Perform host maintenance for nodes running training and inference workloads

Autopilot Standard

This document explains how to perform host maintenance of the underlying Compute Engine instances for nodes in Google Kubernetes Engine (GKE) clusters. You only need to actively manage this maintenance for certain types of Compute Engine instances that don't live migrate, including instances with GPUs and TPUs. The strategies described in this document work well for training and inference workloads. If you only need to manually perform host maintenance for an individual node, or your workloads can tolerate automatic host maintenance, see Understand how to do host maintenance on GKE.

These strategies perform host maintenance for groups of nodes, and, optionally, initiate GKE cluster upgrades.

Use the parallel strategy for the nodes of workloads where you can have one single period of downtime, such as for the nodes of training workloads. Use the rolling strategy for the nodes of workloads where you can have batches of downtime while maintaining availability of the majority of resources, such as for the nodes of inference workloads.

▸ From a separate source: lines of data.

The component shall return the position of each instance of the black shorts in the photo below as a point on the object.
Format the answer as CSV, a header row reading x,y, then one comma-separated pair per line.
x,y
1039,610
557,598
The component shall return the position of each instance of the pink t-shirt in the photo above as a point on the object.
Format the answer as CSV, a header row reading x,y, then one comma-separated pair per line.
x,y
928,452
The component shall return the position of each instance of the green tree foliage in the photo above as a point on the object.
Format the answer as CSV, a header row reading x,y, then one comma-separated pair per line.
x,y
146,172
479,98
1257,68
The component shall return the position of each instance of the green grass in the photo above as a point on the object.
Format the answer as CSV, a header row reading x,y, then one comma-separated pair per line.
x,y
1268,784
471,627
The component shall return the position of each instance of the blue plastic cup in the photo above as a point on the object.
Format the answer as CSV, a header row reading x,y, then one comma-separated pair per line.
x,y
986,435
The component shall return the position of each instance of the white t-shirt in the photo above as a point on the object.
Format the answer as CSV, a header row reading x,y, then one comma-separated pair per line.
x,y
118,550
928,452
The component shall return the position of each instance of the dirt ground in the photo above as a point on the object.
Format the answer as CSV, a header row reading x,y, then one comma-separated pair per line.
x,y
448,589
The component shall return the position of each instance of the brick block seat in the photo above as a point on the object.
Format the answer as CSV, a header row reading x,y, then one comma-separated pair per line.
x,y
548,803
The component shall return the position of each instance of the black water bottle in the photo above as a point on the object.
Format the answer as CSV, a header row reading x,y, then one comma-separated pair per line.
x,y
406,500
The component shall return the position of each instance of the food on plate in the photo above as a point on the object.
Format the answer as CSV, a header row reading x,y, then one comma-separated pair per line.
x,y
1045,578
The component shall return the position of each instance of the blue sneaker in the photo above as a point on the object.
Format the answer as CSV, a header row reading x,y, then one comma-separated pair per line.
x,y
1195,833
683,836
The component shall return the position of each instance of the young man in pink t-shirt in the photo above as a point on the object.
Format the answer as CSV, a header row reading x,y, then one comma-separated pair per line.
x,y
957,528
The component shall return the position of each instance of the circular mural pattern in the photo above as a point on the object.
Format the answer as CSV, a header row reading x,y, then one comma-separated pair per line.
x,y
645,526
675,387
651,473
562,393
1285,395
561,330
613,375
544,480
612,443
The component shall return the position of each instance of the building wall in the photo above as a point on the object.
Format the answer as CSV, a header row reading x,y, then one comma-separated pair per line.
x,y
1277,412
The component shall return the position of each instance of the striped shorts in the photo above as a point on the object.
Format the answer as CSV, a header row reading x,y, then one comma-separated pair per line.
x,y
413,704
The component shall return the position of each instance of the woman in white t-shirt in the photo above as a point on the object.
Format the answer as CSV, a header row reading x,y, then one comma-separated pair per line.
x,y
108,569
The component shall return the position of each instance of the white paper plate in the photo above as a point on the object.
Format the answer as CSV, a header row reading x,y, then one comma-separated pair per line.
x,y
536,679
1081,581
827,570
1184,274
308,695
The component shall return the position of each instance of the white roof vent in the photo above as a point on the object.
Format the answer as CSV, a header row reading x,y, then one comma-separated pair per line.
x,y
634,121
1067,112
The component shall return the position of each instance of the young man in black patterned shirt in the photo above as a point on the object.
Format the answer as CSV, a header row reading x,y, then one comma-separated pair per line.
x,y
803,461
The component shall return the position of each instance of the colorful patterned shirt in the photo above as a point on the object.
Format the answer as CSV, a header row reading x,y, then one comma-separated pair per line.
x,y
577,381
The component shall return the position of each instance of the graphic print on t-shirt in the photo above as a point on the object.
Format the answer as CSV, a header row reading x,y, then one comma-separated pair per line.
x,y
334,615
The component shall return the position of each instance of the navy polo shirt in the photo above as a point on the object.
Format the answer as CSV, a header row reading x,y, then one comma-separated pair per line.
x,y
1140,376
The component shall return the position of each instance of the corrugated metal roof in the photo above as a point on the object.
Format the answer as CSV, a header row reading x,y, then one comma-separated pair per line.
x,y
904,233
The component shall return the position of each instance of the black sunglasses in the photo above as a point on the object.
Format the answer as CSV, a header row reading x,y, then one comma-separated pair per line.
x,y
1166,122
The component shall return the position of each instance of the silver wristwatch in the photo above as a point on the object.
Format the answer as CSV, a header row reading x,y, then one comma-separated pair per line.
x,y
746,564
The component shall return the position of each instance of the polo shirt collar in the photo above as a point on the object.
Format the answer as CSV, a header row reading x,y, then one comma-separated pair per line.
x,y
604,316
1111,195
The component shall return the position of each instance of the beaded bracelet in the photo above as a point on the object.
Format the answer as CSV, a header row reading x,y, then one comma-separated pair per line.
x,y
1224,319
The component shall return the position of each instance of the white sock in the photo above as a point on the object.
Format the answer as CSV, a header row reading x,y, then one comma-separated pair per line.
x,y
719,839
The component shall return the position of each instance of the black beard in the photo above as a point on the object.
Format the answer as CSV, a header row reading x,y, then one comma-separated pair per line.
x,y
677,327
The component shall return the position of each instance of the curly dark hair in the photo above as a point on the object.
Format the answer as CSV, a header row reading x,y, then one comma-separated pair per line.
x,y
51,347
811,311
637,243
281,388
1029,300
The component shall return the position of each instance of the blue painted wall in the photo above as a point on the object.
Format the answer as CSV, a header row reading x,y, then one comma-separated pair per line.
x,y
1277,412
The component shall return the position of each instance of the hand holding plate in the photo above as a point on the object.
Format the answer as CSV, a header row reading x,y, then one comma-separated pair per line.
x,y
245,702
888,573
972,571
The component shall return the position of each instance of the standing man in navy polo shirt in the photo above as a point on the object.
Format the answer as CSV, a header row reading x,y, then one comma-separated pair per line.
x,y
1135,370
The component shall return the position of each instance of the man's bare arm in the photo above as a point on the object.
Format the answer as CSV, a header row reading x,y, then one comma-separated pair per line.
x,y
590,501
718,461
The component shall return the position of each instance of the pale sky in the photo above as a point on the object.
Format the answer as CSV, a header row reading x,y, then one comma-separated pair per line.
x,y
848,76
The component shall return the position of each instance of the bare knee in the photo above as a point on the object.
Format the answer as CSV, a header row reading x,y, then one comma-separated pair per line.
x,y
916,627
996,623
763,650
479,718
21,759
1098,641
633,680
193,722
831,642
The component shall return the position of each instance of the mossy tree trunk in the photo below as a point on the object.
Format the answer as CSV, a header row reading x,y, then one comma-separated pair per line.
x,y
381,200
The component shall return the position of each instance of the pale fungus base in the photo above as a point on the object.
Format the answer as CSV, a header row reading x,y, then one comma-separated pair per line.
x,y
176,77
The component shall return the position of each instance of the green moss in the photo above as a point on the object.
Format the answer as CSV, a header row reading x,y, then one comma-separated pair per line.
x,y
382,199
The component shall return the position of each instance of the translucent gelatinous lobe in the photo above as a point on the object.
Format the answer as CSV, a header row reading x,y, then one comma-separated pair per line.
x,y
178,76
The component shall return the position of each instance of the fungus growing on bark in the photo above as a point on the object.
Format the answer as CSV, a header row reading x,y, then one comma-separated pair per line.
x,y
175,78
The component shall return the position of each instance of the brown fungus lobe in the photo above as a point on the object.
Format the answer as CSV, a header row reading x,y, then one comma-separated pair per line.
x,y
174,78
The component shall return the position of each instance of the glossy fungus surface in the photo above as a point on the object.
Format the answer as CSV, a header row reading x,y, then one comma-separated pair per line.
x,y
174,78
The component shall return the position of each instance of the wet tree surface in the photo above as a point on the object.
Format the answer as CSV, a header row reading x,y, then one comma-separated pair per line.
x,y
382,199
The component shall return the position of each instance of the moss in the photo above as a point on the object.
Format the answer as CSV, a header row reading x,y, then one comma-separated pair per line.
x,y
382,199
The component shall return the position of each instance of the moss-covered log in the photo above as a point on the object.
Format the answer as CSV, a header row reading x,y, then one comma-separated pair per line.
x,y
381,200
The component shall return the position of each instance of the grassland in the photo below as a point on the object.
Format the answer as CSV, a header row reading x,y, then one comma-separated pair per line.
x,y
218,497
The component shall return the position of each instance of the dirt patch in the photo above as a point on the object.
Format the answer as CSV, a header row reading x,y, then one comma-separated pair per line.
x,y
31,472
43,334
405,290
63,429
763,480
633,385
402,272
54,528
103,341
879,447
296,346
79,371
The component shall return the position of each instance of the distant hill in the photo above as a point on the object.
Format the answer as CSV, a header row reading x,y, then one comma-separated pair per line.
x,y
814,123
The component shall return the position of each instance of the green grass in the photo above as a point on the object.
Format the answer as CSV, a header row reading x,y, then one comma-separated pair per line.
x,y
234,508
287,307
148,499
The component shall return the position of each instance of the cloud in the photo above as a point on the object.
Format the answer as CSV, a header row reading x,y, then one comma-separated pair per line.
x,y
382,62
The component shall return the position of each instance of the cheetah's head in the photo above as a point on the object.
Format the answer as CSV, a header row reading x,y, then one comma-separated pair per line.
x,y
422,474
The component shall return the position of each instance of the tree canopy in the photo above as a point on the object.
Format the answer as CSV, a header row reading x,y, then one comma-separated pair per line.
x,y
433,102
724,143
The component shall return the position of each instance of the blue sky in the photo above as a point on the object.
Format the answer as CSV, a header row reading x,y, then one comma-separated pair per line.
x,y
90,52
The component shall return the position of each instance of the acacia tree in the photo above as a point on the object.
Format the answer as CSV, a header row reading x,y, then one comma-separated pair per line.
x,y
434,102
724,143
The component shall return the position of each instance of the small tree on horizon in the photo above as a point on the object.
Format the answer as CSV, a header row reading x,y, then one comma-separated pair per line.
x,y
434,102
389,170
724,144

Use a parallel strategy to update the nodes of training workloads

This strategy performs changes simultaneously for a group of nodes that use accelerators. You can use this strategy for training workloads. Or, you can use it for other types of workloads where the least disruptive method of performing changes is to have a single window of complete downtime for all nodes in the group and the workloads that run on them.

The strategy follows these high-level steps:

Stop workloads: select the node pools and either stop the workloads running on them or move the workloads to other nodes that remain available.
Trigger host maintenance: apply the maintenance label to all selected nodes at the same time and wait for the process to complete on all nodes.
Upgrade the GKE version: change the GKE version of the nodes.
Restart workloads: after all host maintenance and upgrades finish, restart your workloads.

The provided instructions perform changes for a single node pool. However, you can adapt the steps to perform changes for multiple node pools at the same time. Ensure that, before you begin these steps, you have at least a few hours where this workload doesn't need to run on these nodes.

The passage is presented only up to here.